# Assignment 4, task 3

In this task, you are going to implement a character model based on the Transformer architecture, starting from the provided skeleton. It is useful to first do exercise 2 before starting on this task.

The model you are going to implement here will have a context of 32 characters, i.e. it will consider the preceding 32 characters when estimating the probabilities of the possible character coming next. Due to the clever transformer architecture, the model will have less than 50,000 trainable parameters. As a comparison, the simpler model in exercise 2 only had a context of 8 characters but had more than 300,000 trainable parameters.

In [None]:
# First run this cell
import torch
from torch import nn, optim
from torch.utils.data import Dataset, DataLoader
from datetime import datetime
import math

The __self-attention__ computation is at the core of the Transformer architecture. It is important to get this computation efficient (i.e. vectorized), since it involves many matrix operations that would be very slow if implemented by Python loops.
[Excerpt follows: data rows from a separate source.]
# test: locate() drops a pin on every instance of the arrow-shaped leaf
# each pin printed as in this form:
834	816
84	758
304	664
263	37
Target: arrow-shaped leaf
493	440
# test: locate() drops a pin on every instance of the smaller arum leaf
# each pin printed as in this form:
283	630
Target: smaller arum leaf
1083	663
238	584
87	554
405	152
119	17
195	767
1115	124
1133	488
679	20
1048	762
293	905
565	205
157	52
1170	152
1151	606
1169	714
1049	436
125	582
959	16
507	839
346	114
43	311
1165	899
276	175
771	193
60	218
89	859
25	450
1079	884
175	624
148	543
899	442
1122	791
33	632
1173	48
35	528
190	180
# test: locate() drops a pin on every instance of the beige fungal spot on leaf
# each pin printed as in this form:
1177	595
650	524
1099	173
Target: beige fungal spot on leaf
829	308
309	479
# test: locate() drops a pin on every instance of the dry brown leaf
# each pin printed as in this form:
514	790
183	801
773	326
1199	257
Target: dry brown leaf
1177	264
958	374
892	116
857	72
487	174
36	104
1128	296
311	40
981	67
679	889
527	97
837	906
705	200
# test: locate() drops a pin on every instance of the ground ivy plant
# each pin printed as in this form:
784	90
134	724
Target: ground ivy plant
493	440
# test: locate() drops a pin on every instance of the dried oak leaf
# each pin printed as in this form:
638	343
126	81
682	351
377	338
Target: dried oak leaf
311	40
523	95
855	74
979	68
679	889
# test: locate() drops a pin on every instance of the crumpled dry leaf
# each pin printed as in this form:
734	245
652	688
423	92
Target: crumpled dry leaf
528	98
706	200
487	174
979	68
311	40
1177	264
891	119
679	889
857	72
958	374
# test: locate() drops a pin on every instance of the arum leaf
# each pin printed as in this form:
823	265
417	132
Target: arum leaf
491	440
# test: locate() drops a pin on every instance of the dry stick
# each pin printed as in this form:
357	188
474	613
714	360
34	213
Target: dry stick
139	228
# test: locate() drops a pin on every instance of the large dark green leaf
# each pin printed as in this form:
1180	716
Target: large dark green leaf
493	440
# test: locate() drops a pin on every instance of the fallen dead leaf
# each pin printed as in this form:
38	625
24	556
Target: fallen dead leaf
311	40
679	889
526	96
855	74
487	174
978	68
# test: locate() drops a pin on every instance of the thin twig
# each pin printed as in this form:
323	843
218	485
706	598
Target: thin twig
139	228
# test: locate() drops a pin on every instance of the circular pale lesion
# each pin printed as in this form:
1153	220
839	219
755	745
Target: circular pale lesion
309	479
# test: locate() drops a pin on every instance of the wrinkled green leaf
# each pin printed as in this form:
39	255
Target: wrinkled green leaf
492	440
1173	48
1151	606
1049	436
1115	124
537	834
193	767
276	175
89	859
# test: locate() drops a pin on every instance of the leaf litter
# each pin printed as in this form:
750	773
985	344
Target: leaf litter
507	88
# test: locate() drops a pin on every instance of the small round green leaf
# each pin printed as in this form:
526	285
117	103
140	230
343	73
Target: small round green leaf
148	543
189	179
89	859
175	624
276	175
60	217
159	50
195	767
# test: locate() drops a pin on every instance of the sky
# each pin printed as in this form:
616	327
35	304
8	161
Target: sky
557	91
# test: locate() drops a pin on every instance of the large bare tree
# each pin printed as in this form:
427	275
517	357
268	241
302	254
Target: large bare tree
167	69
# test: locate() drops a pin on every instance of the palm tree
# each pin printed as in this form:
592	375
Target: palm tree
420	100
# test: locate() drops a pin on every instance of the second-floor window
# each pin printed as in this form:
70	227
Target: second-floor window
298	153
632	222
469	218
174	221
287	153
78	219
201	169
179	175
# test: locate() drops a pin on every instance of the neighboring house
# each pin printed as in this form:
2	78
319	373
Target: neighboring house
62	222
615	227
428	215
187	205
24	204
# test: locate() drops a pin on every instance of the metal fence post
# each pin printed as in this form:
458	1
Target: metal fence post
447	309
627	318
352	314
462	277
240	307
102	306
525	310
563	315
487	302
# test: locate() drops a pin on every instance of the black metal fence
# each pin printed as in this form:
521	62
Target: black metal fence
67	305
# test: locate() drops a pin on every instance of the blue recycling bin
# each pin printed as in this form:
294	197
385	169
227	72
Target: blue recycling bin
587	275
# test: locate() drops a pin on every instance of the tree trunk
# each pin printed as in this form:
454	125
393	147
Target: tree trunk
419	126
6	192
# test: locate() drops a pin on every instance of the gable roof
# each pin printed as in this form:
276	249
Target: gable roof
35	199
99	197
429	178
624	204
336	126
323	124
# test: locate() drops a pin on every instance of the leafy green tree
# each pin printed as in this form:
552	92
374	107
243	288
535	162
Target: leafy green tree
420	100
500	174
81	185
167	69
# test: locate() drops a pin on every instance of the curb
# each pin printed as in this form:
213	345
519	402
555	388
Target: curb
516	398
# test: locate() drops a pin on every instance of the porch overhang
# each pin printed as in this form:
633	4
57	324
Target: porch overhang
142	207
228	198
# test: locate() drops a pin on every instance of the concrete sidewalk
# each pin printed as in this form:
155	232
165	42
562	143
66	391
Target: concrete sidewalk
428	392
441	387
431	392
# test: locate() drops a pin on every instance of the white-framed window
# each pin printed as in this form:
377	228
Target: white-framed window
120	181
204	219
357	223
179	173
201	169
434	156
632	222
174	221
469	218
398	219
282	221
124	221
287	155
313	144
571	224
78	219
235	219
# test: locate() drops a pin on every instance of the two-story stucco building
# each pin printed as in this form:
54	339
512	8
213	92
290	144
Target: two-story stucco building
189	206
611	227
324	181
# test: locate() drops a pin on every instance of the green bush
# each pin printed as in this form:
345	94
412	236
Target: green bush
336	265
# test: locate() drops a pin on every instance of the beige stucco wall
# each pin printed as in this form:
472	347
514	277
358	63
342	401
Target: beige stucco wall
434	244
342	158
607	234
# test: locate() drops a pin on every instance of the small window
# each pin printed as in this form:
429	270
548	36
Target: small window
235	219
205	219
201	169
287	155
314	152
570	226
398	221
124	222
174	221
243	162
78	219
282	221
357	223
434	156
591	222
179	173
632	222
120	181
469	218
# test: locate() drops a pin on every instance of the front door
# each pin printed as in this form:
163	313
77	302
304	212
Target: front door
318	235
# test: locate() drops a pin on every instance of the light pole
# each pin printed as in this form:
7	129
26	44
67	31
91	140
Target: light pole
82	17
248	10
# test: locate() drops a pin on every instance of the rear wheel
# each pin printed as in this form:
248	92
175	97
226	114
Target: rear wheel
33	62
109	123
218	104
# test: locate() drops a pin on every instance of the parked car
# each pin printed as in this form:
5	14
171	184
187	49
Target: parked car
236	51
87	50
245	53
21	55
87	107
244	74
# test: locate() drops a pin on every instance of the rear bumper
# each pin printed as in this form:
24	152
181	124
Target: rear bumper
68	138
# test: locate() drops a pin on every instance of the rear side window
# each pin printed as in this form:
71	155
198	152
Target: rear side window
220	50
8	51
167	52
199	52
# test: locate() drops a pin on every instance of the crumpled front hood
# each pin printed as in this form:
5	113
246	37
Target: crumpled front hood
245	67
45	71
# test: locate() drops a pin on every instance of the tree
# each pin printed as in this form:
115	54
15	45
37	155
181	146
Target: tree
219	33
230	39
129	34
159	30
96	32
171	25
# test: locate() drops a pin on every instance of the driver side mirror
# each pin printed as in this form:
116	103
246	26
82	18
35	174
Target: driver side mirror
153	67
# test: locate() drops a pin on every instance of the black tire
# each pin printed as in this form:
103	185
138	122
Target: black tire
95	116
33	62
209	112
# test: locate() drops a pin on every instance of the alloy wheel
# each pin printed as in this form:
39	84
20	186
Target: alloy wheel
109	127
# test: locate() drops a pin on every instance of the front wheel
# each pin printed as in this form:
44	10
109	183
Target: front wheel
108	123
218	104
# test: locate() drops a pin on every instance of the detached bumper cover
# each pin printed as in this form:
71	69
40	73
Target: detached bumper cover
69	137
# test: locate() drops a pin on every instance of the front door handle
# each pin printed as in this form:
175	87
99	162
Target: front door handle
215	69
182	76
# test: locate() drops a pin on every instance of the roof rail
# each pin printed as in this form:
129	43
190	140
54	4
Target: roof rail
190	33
The input to the self-attention computation is a tensor containing a vector for each input token, and the output is a tensor of the same dimensions, containing the contextualized versions of the input tokens (see Lecture 9 and the textbook, chapters 10.1 and 10.2).

Your task is to fill in the missing pieces below. Look for "REPLACE WITH YOUR CODE" and "YOUR CODE HERE".

In [None]:
class SelfAttention(nn.Module):
    """
    Computes self-attention according to Vashwani et al, 2017.
    """

    def __init__(self, vector_dim, att_dim):
        """
        vector_dim = the dimension of the input and output vectors
        att_dim = the (usually) smaller dimension use in the attention 
                  computation
        """
        super().__init__()
        self.vector_dim = vector_dim
        self.att_size = att_dim
        self.wq = nn.Linear(vector_dim, att_dim, bias=False)
        self.wk = nn.Linear(vector_dim, att_dim, bias=False)
        self.wv = nn.Linear(vector_dim, att_dim, bias=False)
        self.wo = nn.Linear(att_dim, vector_dim, bias=False)
        self.method = "single-head attention"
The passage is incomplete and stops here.